Union leaders representing thousands of Clark County employees, including health care workers, praised county lawmakers on Wednesday for reassurances that most labor protections were secure even as collective bargaining agreements remain suspended.
Less than a week after threatening to sue the county, leaders of the Nevada chapter of Service Employees International Union 1107 said they received communication Wednesday from the county commission that defined the parameters of the suspension.
SEIU members and all other unionized employees — about 84 percent of 10,000-plus county workers — had their contracts suspended last month, allowing the county to more quickly respond to the demands of the coronavirus pandemic, county officials say.
The commission clarified Wednesday that employee protections such as whistleblower laws and the Merit Personnel System will stay in place, labor-management committees may continue to meet as long as social distancing practices are adhered to, and contract provisions will be followed in the event of layoffs, according to a copy of the letter.
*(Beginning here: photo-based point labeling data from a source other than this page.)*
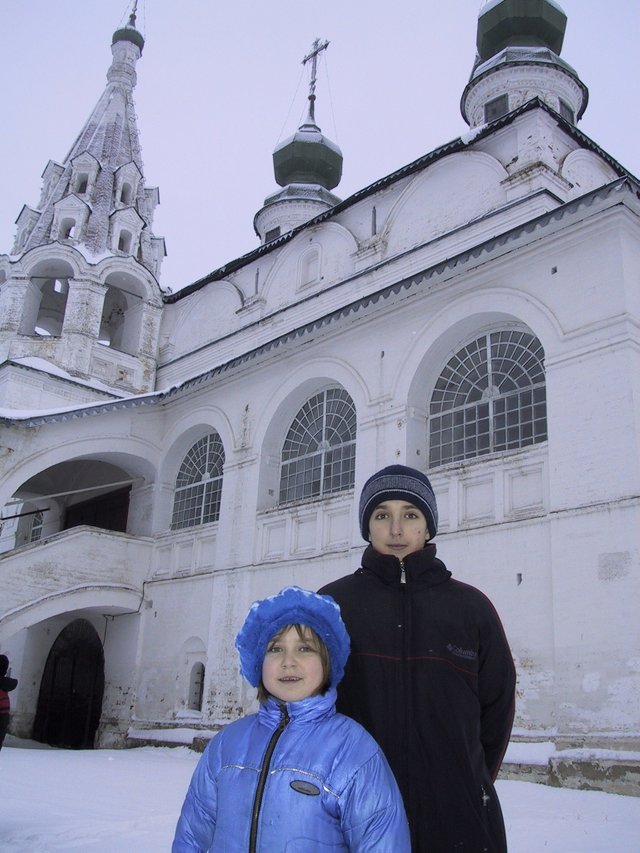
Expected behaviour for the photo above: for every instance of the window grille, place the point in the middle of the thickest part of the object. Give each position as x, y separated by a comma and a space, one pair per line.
196, 687
37, 521
319, 452
490, 397
199, 484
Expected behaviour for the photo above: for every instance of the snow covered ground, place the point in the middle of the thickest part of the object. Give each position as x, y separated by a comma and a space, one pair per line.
100, 801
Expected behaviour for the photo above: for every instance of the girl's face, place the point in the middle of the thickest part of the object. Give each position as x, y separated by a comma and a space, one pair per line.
292, 667
397, 527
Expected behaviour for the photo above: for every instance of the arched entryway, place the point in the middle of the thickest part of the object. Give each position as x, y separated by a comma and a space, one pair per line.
71, 689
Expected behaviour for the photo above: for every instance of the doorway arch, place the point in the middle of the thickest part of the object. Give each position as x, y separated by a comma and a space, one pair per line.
70, 699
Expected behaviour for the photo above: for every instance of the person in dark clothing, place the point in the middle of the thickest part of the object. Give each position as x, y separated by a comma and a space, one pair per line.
6, 685
430, 674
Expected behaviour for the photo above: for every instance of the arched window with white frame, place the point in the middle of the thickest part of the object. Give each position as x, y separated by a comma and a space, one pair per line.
490, 397
196, 687
319, 451
199, 484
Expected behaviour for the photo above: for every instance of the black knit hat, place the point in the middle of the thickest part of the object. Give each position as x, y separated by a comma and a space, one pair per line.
397, 482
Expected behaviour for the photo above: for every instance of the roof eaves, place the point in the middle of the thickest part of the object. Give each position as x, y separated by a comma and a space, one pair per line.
475, 252
455, 145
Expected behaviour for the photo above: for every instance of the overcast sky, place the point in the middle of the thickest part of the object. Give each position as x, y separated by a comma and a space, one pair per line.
221, 83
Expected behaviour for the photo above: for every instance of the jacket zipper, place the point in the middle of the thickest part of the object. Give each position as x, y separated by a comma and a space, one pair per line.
262, 779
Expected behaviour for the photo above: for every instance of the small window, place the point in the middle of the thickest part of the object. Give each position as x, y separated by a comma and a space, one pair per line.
67, 227
36, 526
490, 397
124, 242
566, 112
126, 193
319, 453
199, 484
496, 108
196, 687
310, 267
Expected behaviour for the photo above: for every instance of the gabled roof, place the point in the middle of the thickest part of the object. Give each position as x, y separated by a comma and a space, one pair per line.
625, 183
461, 143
“We wanted to make it very clear that if there are economic considerations in regards to people’s employment or layoffs that those aren’t going to be done under the auspices of the suspension that was put in place last week,” Commissioner Justin Jones told the Review-Journal.
Commissioners also told union leaders that officials will not tolerate any manager abusing their position or claiming an employee may be fired without cause, and they assured that union contracts would be fully reinstated immediately after Gov. Steve Sisolak’s state of emergency is lifted.
“Now, thousands of frontline healthcare and public sector workers can go to work with peace of mind that their wages, benefits, and majority of their job protections are secure,” Executive Director Grace Vergara-Mactal and President Brenda Marzan said in a joint statement.
As the largest health care union in Nevada, SEIU Local 1107 represents roughly 9,000 county workers including about 4,000 employed at University Medical Center. It said last week that suspending the collective bargaining agreements was unprecedented and illegal and might set a course for layoffs with no protections.
“This suspension is operationally necessary during the emergency to enable immediate responses to challenges affecting fluid personnel demands, employee safety, and quality patient care,” the commission wrote in the letter Wednesday.